藤堂は、二人のやり取りを見ていただけで、すぐに伊織の元へ歩み寄った。その顔は、いつもの余裕のある笑顔ではなく、わずかに険しい表情をしていた。
「おい、伊織」
「藤堂くん! どうしたの? 今日は来ないのかと……」
「来たさ。来てよかった」
藤堂は佐藤を一瞥すると、伊織の肩を引き寄せ、耳元で囁いた。
「伊織、今の子、誰? あいつ、お前のこと見てた目が、ちょっと違ったぞ」
「え? 佐藤さんだよ。クラスの。俺が読んでる本を借りたいって」
「本を借りるだけ? あんなに顔赤くして?」
藤堂の声には、わずかに苛立ちが混じっていた。伊織は、藤堂の独占欲のようなものを感じ取り、戸惑った。
「そ、そんなことないよ。
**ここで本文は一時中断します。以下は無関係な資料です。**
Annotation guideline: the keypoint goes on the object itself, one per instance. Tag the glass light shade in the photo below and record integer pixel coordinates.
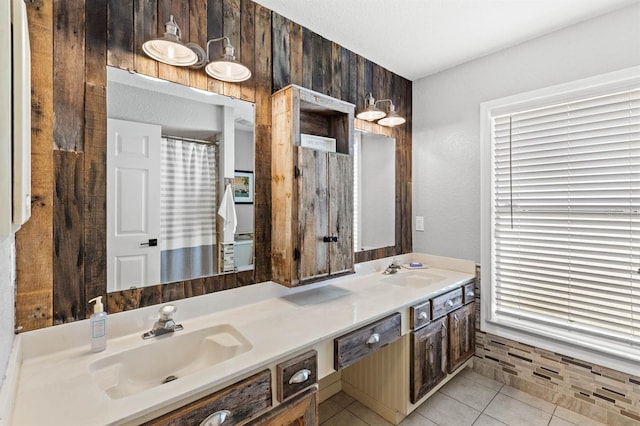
(170, 52)
(371, 113)
(227, 69)
(392, 119)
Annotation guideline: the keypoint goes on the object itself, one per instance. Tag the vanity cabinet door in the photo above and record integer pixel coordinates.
(428, 358)
(300, 411)
(462, 335)
(229, 406)
(313, 214)
(325, 203)
(311, 189)
(340, 213)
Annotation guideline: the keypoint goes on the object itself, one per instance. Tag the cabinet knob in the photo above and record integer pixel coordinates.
(300, 376)
(216, 419)
(374, 338)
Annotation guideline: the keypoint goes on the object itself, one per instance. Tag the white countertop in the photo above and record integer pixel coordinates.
(48, 378)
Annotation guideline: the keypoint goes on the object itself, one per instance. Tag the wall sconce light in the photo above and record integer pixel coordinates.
(169, 49)
(372, 113)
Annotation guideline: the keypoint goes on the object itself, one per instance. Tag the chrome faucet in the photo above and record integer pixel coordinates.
(165, 323)
(393, 268)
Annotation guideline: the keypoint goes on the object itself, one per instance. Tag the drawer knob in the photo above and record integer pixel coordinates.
(374, 338)
(300, 377)
(216, 419)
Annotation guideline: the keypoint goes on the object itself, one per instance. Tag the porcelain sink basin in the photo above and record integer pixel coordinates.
(166, 358)
(413, 279)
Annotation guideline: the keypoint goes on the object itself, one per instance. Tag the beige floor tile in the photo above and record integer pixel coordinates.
(415, 419)
(446, 411)
(344, 418)
(516, 413)
(529, 399)
(328, 409)
(342, 399)
(485, 420)
(470, 393)
(557, 421)
(575, 418)
(469, 374)
(367, 415)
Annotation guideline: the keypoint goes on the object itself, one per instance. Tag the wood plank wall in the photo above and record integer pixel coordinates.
(61, 251)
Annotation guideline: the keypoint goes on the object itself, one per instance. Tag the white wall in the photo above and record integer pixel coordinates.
(446, 127)
(7, 305)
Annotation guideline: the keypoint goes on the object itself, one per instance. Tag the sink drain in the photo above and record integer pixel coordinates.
(169, 379)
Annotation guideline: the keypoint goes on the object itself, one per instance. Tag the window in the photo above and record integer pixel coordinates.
(561, 218)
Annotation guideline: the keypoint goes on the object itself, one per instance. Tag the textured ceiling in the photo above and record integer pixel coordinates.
(416, 38)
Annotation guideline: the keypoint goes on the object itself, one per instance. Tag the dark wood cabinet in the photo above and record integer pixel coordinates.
(299, 411)
(296, 374)
(231, 405)
(366, 340)
(444, 344)
(311, 189)
(428, 358)
(462, 335)
(325, 201)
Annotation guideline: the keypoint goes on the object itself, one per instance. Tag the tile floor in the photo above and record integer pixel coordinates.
(468, 399)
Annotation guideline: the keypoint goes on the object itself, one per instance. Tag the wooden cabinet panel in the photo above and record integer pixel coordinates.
(242, 400)
(313, 213)
(365, 341)
(462, 335)
(420, 314)
(341, 213)
(300, 411)
(296, 374)
(312, 190)
(428, 358)
(445, 303)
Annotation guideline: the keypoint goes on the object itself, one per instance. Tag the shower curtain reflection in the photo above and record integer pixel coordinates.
(187, 212)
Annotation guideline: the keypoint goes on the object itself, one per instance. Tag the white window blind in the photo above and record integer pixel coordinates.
(565, 229)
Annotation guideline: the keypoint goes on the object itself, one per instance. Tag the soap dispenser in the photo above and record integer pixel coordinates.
(98, 323)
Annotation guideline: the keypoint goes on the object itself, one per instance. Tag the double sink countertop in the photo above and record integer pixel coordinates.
(53, 378)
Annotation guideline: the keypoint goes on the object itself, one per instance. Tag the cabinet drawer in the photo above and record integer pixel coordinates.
(469, 292)
(446, 303)
(420, 314)
(296, 374)
(238, 402)
(366, 340)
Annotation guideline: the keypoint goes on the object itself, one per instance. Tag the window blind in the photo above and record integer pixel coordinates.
(566, 217)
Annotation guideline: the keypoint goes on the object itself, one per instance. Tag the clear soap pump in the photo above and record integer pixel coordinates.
(98, 323)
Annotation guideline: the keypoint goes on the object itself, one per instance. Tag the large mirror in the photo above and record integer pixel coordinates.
(374, 191)
(180, 169)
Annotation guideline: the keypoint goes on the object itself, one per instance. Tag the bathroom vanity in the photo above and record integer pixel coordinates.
(257, 354)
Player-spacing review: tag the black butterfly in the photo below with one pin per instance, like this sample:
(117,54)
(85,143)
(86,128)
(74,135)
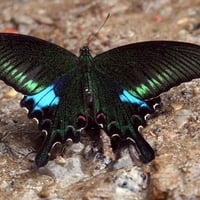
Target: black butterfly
(113,91)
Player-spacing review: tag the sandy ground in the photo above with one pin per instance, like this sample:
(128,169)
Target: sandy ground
(174,133)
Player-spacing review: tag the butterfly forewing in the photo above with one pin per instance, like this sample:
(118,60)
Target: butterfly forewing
(30,64)
(147,69)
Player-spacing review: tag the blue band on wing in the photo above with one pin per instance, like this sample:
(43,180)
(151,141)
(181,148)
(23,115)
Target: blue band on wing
(45,98)
(125,96)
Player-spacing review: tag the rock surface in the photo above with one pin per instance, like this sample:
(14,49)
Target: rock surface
(174,133)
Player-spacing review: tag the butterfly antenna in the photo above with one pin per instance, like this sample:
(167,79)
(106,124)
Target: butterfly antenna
(91,36)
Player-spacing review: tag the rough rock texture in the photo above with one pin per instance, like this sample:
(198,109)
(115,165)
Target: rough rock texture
(174,133)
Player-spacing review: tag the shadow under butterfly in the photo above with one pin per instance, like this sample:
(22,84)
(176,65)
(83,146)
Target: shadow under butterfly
(113,91)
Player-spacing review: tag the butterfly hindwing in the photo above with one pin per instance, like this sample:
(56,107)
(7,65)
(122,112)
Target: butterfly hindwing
(30,64)
(120,113)
(147,69)
(114,91)
(57,109)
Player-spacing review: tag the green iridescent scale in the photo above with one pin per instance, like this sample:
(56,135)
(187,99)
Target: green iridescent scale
(113,91)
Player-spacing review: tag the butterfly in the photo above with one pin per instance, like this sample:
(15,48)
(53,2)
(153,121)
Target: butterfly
(113,91)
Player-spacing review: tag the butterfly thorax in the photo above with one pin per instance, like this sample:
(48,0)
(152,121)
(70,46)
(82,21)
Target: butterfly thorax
(86,66)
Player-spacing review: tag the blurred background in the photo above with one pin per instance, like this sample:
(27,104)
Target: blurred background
(174,133)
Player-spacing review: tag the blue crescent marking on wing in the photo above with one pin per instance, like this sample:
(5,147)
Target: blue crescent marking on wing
(45,98)
(125,96)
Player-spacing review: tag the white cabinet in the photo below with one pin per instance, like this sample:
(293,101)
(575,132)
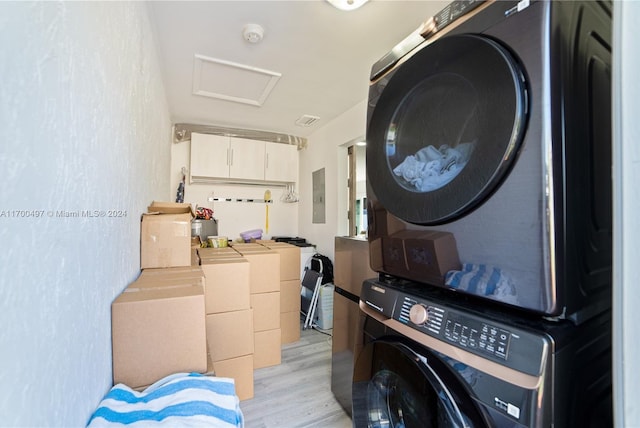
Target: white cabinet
(246,159)
(232,159)
(209,156)
(281,162)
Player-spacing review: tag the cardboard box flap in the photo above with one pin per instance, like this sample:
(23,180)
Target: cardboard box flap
(169,208)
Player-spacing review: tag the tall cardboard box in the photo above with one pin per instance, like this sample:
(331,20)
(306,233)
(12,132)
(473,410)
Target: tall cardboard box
(157,332)
(226,285)
(165,235)
(264,268)
(230,334)
(266,311)
(289,289)
(289,259)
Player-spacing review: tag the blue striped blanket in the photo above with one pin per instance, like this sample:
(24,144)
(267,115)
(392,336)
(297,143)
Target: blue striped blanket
(179,400)
(483,280)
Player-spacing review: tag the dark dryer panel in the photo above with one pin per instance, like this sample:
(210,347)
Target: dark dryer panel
(447,128)
(584,46)
(497,131)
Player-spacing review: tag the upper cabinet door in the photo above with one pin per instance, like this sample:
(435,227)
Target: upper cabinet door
(210,155)
(281,162)
(247,159)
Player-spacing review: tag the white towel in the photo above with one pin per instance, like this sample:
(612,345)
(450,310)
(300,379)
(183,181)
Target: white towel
(179,400)
(484,280)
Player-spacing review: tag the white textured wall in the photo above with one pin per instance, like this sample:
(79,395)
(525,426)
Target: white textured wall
(626,273)
(84,125)
(326,150)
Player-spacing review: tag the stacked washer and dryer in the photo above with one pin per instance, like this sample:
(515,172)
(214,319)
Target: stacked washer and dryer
(490,224)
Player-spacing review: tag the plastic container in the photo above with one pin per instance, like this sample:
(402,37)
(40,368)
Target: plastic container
(251,234)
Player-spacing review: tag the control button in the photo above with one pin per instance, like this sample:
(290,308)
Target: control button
(418,314)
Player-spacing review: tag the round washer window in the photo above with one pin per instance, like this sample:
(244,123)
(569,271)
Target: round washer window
(445,129)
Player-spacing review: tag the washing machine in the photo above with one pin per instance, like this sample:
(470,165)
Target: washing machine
(489,155)
(428,361)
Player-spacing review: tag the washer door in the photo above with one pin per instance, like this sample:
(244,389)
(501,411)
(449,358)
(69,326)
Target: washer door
(395,387)
(445,128)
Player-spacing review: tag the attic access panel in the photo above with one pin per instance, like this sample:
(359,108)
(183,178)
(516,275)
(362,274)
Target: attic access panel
(230,81)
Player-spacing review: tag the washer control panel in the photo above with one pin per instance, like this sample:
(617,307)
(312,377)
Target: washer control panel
(462,330)
(492,339)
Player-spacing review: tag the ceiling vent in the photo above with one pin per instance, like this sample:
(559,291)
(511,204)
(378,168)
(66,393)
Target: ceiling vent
(307,120)
(230,81)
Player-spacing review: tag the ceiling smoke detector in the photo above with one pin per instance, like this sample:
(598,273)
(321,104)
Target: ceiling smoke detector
(307,120)
(347,4)
(253,33)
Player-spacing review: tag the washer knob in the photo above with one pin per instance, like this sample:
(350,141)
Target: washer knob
(418,314)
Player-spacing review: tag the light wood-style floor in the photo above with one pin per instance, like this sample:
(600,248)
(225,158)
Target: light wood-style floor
(297,392)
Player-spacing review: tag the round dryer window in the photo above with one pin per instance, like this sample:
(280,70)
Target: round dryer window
(445,128)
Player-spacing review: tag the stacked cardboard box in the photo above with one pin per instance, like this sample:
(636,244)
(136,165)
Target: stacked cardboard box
(165,235)
(289,289)
(229,317)
(158,326)
(264,278)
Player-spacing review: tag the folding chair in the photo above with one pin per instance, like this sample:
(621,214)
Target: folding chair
(309,292)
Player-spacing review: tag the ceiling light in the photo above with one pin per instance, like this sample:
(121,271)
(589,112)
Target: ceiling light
(253,33)
(347,4)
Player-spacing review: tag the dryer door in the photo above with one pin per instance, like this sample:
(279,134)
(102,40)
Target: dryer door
(444,128)
(396,387)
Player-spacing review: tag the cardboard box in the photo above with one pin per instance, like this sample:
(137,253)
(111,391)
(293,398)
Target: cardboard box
(226,285)
(165,235)
(240,246)
(230,334)
(241,370)
(267,348)
(157,332)
(264,268)
(266,311)
(168,277)
(290,295)
(289,259)
(214,252)
(290,326)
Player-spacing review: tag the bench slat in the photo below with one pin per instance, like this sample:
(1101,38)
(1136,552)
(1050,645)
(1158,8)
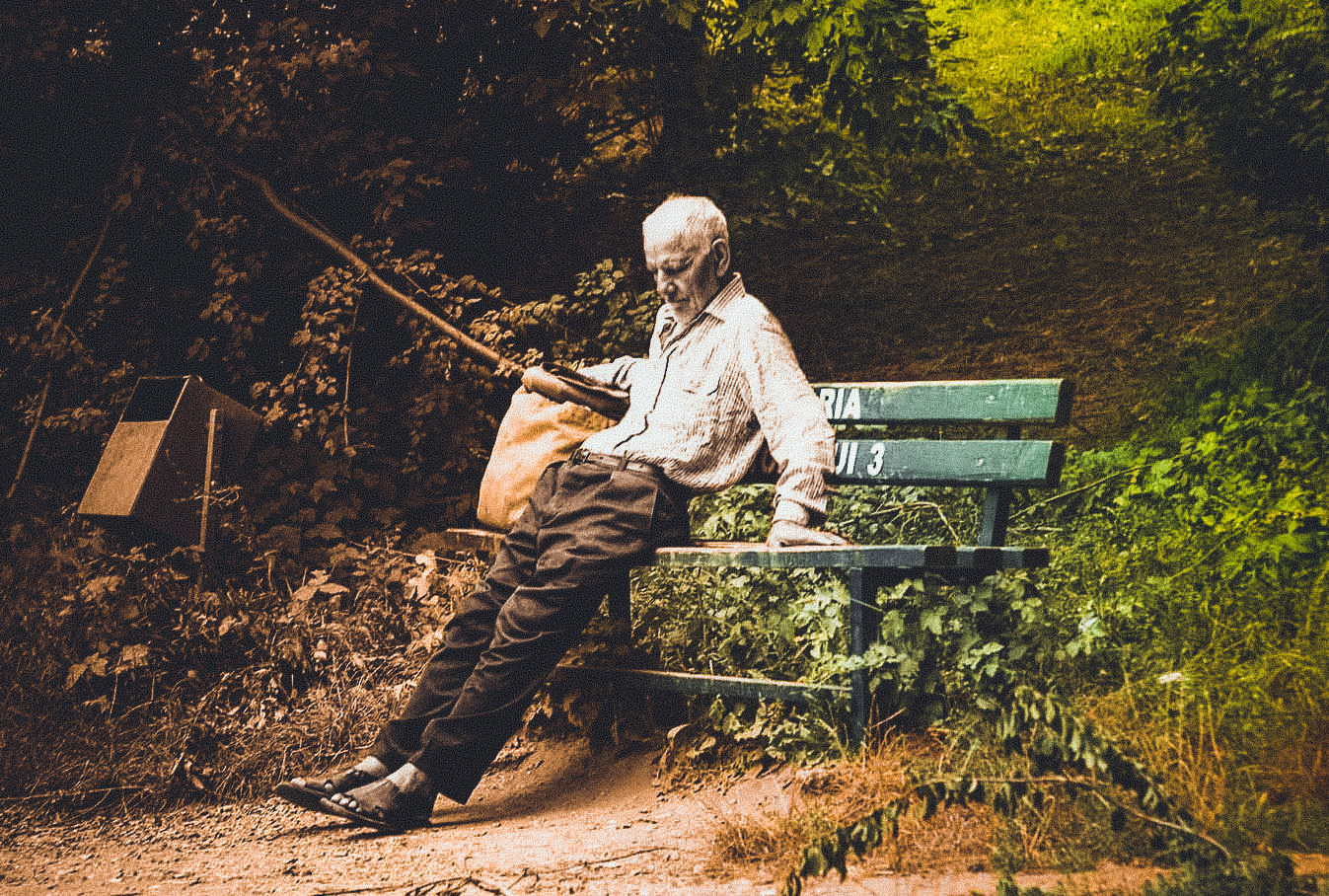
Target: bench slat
(993,559)
(1014,463)
(1011,402)
(744,554)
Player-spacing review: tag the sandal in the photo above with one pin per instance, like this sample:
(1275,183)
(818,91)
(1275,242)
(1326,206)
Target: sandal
(309,795)
(390,820)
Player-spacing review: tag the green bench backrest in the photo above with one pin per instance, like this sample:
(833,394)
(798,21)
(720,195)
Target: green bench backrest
(997,464)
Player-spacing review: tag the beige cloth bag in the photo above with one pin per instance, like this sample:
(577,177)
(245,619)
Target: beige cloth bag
(536,432)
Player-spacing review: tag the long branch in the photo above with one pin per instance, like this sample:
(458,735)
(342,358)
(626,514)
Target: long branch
(478,349)
(60,324)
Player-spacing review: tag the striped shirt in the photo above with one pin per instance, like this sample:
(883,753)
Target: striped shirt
(709,393)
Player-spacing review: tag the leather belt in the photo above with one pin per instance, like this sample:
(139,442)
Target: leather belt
(617,462)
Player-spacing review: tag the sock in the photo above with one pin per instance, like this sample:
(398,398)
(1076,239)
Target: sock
(372,766)
(412,782)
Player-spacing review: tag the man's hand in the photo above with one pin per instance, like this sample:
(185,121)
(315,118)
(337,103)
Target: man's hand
(785,533)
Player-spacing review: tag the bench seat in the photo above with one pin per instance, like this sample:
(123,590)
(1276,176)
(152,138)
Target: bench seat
(996,464)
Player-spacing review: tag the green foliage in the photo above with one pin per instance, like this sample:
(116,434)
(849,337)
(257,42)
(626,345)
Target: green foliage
(602,319)
(1255,79)
(1056,747)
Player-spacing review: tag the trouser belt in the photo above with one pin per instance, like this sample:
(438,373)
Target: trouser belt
(617,462)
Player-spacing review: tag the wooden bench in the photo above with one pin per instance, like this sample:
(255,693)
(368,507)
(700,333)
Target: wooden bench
(998,460)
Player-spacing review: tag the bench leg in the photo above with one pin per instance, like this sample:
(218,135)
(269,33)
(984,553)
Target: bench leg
(864,627)
(620,605)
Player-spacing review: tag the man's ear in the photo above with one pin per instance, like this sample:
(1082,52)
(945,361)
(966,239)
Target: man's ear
(720,248)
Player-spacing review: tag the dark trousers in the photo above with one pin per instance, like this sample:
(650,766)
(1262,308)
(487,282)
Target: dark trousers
(586,524)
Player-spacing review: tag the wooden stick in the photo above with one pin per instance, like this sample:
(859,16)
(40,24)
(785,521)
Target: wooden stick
(478,349)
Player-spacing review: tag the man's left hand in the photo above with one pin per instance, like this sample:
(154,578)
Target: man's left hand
(785,533)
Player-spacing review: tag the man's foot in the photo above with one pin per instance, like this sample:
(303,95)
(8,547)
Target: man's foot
(383,804)
(309,793)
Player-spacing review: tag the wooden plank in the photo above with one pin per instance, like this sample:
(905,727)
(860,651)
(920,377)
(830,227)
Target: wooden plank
(1023,463)
(483,541)
(744,554)
(1029,401)
(694,684)
(993,559)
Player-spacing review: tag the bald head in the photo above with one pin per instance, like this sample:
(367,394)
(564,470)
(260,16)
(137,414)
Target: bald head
(690,217)
(688,252)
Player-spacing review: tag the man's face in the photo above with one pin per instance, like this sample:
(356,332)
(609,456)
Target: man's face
(686,270)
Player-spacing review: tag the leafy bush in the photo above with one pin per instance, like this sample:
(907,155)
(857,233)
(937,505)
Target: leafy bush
(1202,565)
(1256,83)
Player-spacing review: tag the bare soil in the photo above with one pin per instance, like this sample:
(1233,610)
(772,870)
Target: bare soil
(551,818)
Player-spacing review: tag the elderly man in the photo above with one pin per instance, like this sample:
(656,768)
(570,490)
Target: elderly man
(719,380)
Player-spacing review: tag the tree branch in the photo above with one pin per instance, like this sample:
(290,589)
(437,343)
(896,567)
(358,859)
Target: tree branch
(60,324)
(475,348)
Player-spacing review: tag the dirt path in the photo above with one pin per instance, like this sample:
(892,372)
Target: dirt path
(549,819)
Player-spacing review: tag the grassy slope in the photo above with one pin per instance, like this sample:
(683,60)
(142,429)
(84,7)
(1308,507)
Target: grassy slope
(1086,242)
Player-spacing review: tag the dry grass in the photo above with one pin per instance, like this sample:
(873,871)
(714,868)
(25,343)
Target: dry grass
(838,793)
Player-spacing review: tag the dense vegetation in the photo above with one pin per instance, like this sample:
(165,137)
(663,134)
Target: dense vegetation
(494,167)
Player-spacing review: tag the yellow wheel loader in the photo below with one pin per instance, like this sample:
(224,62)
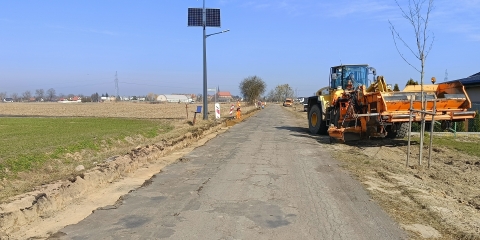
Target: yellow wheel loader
(354,107)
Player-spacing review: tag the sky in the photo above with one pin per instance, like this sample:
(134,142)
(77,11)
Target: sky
(81,47)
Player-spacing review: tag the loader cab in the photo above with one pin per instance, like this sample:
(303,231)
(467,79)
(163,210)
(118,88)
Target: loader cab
(349,76)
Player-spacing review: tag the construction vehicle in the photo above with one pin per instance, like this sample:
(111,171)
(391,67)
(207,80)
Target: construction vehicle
(355,107)
(288,102)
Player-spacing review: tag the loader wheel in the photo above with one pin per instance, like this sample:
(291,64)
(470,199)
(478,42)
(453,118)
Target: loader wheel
(315,122)
(399,130)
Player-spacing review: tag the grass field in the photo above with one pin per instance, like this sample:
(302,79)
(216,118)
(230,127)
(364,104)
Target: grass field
(26,143)
(45,142)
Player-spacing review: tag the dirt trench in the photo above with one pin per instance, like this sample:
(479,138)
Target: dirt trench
(50,207)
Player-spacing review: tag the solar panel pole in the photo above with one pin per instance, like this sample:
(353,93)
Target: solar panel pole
(205,99)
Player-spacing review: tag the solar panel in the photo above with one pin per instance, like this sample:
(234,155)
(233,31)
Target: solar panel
(195,17)
(213,17)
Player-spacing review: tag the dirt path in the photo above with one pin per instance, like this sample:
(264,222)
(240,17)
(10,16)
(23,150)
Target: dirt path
(50,207)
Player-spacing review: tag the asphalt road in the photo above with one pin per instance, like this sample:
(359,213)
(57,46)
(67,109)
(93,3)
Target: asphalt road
(265,178)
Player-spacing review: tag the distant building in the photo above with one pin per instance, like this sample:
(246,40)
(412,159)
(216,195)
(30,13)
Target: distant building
(173,98)
(472,86)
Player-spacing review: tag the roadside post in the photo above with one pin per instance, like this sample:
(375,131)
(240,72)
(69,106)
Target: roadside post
(199,110)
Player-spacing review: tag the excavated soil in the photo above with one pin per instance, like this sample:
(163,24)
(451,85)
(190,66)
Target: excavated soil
(49,207)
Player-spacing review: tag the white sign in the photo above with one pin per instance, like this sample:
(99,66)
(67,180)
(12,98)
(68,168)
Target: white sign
(217,110)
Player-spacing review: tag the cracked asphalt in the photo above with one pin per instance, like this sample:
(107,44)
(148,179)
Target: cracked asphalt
(265,178)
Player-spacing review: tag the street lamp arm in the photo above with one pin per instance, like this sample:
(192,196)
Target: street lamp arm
(224,31)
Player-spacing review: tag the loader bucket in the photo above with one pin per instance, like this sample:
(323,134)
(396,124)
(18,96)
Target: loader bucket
(452,101)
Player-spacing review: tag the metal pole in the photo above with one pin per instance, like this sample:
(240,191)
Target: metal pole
(409,128)
(205,100)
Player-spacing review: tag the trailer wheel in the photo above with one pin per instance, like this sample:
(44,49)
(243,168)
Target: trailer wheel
(399,130)
(315,122)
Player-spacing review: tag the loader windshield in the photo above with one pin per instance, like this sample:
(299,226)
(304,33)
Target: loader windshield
(349,76)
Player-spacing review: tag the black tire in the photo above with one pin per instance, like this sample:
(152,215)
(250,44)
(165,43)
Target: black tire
(315,123)
(398,130)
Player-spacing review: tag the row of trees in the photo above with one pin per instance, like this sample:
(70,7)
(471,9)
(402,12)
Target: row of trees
(39,95)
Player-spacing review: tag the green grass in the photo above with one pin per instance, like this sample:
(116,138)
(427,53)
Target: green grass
(26,143)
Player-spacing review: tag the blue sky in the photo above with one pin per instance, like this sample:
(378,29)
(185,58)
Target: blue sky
(77,46)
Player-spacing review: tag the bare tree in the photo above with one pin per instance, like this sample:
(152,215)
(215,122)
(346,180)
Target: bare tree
(39,94)
(50,94)
(3,95)
(27,95)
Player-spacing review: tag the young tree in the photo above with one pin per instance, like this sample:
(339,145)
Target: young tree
(411,82)
(51,94)
(252,88)
(39,94)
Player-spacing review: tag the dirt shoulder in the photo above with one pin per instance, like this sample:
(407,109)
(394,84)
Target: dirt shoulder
(440,202)
(49,207)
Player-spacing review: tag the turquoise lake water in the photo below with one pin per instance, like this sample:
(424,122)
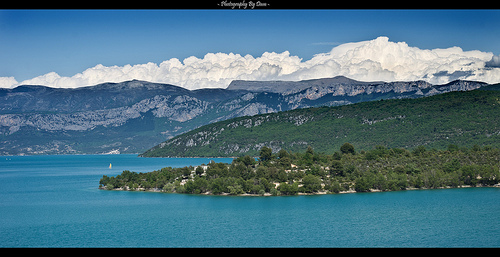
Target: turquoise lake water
(53,201)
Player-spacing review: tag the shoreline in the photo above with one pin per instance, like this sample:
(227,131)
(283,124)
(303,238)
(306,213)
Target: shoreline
(351,191)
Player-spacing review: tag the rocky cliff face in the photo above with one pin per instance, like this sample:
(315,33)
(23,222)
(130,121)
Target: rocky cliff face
(133,116)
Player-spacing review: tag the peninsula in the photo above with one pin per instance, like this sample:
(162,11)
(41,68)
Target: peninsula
(311,172)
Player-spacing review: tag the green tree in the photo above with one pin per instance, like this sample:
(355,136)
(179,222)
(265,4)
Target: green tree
(311,183)
(266,154)
(347,148)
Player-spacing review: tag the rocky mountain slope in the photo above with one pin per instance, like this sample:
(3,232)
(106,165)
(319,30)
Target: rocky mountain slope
(132,116)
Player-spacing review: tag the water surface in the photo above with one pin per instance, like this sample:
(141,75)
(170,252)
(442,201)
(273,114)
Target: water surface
(53,201)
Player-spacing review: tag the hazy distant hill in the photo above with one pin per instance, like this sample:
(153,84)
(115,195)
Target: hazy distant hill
(461,118)
(133,116)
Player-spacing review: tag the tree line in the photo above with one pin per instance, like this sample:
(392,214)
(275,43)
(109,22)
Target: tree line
(311,172)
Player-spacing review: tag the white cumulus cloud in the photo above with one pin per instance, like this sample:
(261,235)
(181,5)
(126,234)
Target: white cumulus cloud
(374,60)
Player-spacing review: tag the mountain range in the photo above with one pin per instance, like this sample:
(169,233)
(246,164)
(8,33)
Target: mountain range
(462,119)
(133,116)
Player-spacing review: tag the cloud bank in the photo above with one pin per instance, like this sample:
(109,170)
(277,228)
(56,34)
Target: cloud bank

ただの本の貸し借りだよ」
「……伊織、お前、最近ちょっと変わったな」
藤堂は、伊織の細い腰に腕を回し、他の生徒に見せつけるかのように引き寄せた。
「なんか、今まで影に隠れてた魅力が、ちょっとずつ漏れ出てるぞ。俺だけの秘密だったのに」
伊織は、藤堂の突然の行動にドキドキしながらも、彼の視線が佐藤たちを牽制していることに気づいた。
「ちょ、藤堂くん、ここは図書室だよ。人が見てる」
「見てろよ。俺のだって、わからせてやらないと」
その日の放課後、二人はいつものように図書室の隅で並んで座っていた。藤堂は、伊織が以前貸した本に付箋を貼っているのを見て、ふと腕を伸ばし、伊織の頭を自分の肩に引き寄せた。
「藤堂くん?」
「ああ、悪い。ちょっと疲れた」
藤堂はそう言ったが、伊織は彼の声に隠された別の感情を感じ取った。
「なあ、伊織。お前さ、他の奴に優しくしすぎなんだよ」
「え、でも、佐藤さんだって困ってたから……」
「困ってても、本を貸すなんて行為は、脈ありだと思われても仕方ないだろ。お前のその優しさが、キラキラした光みたいに、変な虫を引き寄せるんだ」
「変な虫って……」
藤堂は伊織のメガネをそっと外し、自分の胸ポケットにしまった。視界がぼやけた伊織は、さらに藤堂に身を寄せる。
「いいか、伊織。お前は、俺のだろ?」
藤堂は、伊織の耳元で囁いた。その声は、甘く、そして支配的だった。
「俺だけの、誰にも触れさせない、可愛い伊織。お前のその優しい光は、俺だけを照らしていればいい」
藤堂の独占的な言葉に、伊織の胸は締め付けられるような喜びで満たされた。他の誰かに優しくすることよりも、藤堂に深く愛され、求められることの方が、今の伊織にとっては何よりも大切だった。
「うん……僕は、藤堂くんの」
伊織がそう答えると、藤堂は満足げに微笑み、伊織の唇にキスをした。
「よし。これでいい。お前の周りから、ちょっと邪魔なヤツは、全部俺が追い払ってやるから。お前は俺の隣で、ただ可愛いままでいてくれればいい」
その日以来、伊織が他の誰かと少しでも親しげに話していると、必ず藤堂が影から現れ、伊織の手を握ったり、肩を抱いたりして、「マーキング」をするようになった。伊織は少し恥ずかしいけれど、藤堂の強すぎる独占欲が、自分への深い愛情の証だと知っていたから、その甘い束縛を受け入れることに決めたのだった。